Open Access News

News from the open access movement


Wednesday, May 10, 2006

More on machine-readable scholarship

T. Scott Plutchak, Open Computation, T. Scott, May 9, 2006. Excerpt:

Coincidentally, a draft of an article by Cliff Lynch that started bouncing around the net yesterday points to some very intriguing ways of dealing with the problems so congently identified by Mark D in his comments on my post yesterday.   Lynch suggests that we are approaching the day when we can apply data mining and analysis techniques to large sets of articles in such a way that we can begin to automate the kinds of meta-analyses and knowledge discovery that are now so terribly labor-intensive....[W]e are overwhelmed with articles and reports and seem to have less and less time to actually make sense of them.   Now we may have an opportunity to move past the focus on individual articles to developing systems that can do the kind of synthesis that we really need.
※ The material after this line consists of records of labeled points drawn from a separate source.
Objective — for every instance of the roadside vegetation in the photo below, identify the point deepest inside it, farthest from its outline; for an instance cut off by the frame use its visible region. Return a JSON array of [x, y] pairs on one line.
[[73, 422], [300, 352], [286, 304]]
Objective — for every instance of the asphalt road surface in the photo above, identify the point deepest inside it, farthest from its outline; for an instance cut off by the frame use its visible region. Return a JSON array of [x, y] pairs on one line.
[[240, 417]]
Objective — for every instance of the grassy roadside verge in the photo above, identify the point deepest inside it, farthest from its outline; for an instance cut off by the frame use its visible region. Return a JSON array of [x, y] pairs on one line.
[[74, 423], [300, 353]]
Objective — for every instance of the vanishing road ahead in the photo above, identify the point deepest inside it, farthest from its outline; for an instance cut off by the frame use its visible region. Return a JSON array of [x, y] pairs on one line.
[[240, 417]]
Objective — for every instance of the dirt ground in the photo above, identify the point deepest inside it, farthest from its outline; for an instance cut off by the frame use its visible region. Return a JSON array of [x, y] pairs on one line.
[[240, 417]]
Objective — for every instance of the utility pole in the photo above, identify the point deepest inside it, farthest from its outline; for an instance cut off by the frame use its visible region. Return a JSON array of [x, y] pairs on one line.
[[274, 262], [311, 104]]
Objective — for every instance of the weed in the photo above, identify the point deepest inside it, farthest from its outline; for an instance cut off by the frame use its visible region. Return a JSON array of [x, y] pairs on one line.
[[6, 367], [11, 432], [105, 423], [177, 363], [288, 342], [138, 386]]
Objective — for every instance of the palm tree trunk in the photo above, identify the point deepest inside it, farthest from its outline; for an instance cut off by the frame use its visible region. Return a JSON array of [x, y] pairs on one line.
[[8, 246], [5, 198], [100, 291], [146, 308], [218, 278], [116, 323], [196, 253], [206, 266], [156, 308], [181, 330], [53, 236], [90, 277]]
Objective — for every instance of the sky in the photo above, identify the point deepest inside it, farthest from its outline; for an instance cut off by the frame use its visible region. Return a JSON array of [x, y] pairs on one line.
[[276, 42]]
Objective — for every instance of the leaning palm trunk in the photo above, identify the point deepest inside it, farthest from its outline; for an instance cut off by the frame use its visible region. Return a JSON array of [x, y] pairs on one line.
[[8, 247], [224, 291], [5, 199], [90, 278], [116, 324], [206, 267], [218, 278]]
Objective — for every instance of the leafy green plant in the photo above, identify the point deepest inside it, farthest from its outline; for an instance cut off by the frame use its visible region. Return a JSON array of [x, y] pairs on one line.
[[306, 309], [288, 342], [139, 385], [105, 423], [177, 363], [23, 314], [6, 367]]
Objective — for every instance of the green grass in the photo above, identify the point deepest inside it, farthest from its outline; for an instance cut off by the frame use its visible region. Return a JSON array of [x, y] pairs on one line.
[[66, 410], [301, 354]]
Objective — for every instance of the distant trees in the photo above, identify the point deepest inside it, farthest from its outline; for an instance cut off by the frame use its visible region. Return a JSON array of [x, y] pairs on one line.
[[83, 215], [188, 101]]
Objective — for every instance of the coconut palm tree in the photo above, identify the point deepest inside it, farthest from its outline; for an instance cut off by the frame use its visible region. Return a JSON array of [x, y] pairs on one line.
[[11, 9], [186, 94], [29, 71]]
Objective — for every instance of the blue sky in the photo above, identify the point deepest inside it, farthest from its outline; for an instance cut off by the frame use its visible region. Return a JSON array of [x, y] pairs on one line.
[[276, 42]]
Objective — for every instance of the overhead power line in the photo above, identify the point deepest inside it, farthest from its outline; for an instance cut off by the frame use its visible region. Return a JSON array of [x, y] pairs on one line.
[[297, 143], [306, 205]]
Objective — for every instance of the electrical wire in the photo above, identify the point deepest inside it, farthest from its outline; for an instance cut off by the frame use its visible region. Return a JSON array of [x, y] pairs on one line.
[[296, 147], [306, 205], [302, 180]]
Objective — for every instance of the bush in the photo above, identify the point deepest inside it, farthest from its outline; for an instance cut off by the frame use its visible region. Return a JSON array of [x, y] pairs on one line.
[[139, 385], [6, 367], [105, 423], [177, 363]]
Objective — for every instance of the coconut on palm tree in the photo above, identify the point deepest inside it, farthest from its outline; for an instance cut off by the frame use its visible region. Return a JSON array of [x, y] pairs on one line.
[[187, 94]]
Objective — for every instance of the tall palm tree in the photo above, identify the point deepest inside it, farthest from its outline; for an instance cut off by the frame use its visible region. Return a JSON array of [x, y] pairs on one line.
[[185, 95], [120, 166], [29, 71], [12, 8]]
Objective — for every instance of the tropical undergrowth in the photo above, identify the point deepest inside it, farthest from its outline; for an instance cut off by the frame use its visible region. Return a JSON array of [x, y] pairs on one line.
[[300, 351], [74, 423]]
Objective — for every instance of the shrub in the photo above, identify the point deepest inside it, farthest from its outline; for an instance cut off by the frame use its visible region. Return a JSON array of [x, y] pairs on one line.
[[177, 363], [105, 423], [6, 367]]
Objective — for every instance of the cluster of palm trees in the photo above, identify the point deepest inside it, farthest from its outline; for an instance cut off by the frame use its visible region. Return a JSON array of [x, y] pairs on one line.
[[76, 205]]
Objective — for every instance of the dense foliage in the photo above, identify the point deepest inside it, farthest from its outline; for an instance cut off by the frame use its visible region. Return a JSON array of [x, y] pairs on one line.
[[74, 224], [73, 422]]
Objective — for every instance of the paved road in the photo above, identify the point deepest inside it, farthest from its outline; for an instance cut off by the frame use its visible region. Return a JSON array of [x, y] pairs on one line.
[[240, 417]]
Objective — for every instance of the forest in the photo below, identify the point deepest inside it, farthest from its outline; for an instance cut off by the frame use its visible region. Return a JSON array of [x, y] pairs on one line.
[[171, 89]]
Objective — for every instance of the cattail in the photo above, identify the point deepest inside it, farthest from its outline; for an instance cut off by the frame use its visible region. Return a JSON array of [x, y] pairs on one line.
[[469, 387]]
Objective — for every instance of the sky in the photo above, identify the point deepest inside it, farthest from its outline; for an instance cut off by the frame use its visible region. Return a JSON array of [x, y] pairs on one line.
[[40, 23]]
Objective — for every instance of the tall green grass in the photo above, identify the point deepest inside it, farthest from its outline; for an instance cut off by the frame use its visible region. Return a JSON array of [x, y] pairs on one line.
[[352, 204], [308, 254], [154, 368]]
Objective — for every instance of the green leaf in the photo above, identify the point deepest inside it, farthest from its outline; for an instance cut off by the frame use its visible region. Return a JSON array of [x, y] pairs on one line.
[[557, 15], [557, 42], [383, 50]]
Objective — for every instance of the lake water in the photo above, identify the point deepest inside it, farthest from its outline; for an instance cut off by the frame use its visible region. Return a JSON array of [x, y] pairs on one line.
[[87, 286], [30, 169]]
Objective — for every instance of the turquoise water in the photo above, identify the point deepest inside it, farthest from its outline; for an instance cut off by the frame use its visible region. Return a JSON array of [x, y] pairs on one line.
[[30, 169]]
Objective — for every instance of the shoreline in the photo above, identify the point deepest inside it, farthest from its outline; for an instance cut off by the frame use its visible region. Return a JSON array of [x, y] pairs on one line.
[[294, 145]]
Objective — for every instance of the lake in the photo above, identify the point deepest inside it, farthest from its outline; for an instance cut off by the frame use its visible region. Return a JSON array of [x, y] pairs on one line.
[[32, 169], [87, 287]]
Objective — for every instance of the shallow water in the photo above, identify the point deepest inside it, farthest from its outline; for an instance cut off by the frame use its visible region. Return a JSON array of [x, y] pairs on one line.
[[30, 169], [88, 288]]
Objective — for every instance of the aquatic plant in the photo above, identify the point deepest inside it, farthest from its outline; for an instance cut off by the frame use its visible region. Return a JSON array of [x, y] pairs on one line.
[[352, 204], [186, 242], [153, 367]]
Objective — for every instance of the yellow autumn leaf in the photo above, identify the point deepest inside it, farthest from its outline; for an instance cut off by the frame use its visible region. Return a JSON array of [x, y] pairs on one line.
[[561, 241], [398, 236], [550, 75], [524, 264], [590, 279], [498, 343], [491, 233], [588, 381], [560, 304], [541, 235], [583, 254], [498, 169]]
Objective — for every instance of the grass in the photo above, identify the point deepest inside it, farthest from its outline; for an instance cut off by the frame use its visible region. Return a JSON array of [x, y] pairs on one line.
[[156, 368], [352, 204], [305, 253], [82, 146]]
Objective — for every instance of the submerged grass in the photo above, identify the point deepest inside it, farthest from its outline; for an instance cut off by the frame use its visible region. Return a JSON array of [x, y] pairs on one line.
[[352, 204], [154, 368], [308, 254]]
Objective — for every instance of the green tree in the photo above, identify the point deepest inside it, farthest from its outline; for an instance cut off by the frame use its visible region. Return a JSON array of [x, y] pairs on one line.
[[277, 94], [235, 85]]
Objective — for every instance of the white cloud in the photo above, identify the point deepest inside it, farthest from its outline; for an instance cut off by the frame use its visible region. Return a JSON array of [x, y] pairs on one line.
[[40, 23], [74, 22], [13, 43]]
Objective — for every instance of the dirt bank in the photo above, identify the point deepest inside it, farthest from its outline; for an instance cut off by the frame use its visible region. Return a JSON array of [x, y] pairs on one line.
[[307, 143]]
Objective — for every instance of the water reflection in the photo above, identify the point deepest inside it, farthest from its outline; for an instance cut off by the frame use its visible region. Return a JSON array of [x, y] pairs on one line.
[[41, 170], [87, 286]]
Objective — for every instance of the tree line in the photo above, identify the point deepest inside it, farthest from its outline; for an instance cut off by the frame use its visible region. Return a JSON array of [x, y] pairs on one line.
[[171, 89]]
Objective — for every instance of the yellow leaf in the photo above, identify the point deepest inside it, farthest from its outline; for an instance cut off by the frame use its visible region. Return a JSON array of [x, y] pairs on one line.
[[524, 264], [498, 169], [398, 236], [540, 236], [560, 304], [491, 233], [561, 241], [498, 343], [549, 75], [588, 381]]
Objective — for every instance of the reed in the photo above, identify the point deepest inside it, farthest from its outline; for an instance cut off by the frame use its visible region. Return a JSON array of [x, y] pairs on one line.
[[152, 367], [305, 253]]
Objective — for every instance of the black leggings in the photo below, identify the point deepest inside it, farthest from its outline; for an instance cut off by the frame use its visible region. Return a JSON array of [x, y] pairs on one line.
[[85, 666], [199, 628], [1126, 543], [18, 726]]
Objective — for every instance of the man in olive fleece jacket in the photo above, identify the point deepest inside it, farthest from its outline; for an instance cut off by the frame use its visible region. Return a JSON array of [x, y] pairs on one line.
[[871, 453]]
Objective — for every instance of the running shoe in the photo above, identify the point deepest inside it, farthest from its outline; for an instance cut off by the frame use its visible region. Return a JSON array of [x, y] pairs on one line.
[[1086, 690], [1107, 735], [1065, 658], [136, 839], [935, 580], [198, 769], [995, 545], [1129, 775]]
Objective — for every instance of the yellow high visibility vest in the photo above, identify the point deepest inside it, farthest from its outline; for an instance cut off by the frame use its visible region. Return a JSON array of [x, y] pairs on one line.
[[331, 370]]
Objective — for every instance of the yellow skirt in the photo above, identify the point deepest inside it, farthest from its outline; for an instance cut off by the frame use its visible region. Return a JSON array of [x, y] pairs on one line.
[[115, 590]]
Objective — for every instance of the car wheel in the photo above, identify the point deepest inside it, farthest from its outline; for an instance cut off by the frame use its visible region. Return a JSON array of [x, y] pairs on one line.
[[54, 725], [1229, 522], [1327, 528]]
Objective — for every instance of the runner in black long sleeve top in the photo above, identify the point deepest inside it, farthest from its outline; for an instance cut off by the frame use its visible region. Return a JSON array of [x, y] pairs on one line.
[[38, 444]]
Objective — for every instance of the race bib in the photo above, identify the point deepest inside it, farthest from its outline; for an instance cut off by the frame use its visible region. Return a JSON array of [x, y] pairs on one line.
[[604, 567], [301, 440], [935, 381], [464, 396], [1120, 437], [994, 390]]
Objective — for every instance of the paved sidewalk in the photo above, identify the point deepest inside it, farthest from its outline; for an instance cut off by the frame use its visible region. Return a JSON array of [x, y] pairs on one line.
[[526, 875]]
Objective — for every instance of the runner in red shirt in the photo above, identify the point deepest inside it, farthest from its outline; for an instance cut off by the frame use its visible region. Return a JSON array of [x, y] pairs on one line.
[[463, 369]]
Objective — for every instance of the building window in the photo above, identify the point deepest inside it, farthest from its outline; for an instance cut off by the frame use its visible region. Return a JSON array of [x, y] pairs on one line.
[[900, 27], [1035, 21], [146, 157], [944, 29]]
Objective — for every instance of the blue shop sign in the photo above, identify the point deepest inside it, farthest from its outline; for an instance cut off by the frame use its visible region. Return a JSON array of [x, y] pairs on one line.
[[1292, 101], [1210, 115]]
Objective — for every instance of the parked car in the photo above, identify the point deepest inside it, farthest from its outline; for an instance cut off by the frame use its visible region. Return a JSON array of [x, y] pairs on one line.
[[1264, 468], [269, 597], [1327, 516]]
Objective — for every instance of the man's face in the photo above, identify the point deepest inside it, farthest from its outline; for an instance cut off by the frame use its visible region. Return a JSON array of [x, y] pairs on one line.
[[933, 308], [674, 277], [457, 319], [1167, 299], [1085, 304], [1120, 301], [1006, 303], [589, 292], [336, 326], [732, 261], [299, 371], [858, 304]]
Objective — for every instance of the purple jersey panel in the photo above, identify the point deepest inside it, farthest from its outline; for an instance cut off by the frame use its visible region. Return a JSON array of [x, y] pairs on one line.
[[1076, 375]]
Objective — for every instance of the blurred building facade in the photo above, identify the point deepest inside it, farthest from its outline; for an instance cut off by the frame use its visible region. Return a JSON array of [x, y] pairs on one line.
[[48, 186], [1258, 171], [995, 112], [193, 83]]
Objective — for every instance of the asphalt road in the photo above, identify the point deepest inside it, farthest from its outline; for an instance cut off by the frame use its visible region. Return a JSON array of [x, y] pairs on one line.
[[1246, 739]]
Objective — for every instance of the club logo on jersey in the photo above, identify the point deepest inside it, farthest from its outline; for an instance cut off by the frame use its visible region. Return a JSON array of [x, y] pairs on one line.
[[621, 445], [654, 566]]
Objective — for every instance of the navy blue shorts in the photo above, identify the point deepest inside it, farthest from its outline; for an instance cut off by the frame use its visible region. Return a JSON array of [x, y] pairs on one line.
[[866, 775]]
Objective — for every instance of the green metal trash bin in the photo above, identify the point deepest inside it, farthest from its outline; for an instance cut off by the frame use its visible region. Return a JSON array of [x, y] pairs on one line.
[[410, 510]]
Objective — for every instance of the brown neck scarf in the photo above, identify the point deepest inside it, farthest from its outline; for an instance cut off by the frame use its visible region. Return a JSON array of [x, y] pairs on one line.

Lynch's article also addresses one of the questions that I've heard from publishers regarding the NIH public access program -- namely, why does NIH want to have all of these articles in a single repository?  Why isn't it sufficient to establish effective linkages to the publishers' sites?  Who cares where the articles actually reside?  I started to get a glimmer of the answer to this during Elias Zerhouni's talk at the AAMC meeting last fall.  If access to individual articles were the only issue, then linking is all that we need.  But Zerhouni is after something more than that.  In an article published earlier this spring in Health Affairs, he points out that "we have no place where the integration of information can be used as a powerful hypothesis generator as well as a powerful way of understanding change."  Lynch maintains that in order to start to develop systems that can do this kind of integration, centralized research databanks are more efficient than distributed ones....Lynch suggests that one of the benefits of more open access is that it will be easier to create such repositories, but that's clearly not essential, if publishers are willing to see the benefits of such repositories and rethink how they manage the control of the content that they own....Developing the kinds of open computation tools that Lynch envisions will have a far greater impact on the development of real knowledge than the elimination of subscription barriers to individual articles ever could.

Comment. Just a quick point on the final sentence. If T. Scott is saying that the importance of machine processing diminishes the importance of OA, then he may be overlooking one of the key points from Lynch's article: "Traditional open access is, in my view, a probable (but not certain) prerequisite for the emergence of fully developed large-scale computational approaches to the scholarly literature." But if he's saying that OA is important not just for direct human reading but even more for machine processing and indirect human reading, then I fully agree. Here's how I put this point in September 2002:

As we move further into an era in which serious research is mediated by sophisticated software, commercial publishers will have to put their works into the public Internet in order to make them visible to serious researchers. In this sense, the true promise of [open access] is not that scientific and scholarly texts will be free and online for reading, copying, printing, and so on, but that they will be available as free online data for software that acts as the antennae, prosthetic eyeballs, research assistants, and personal librarians of all serious researchers.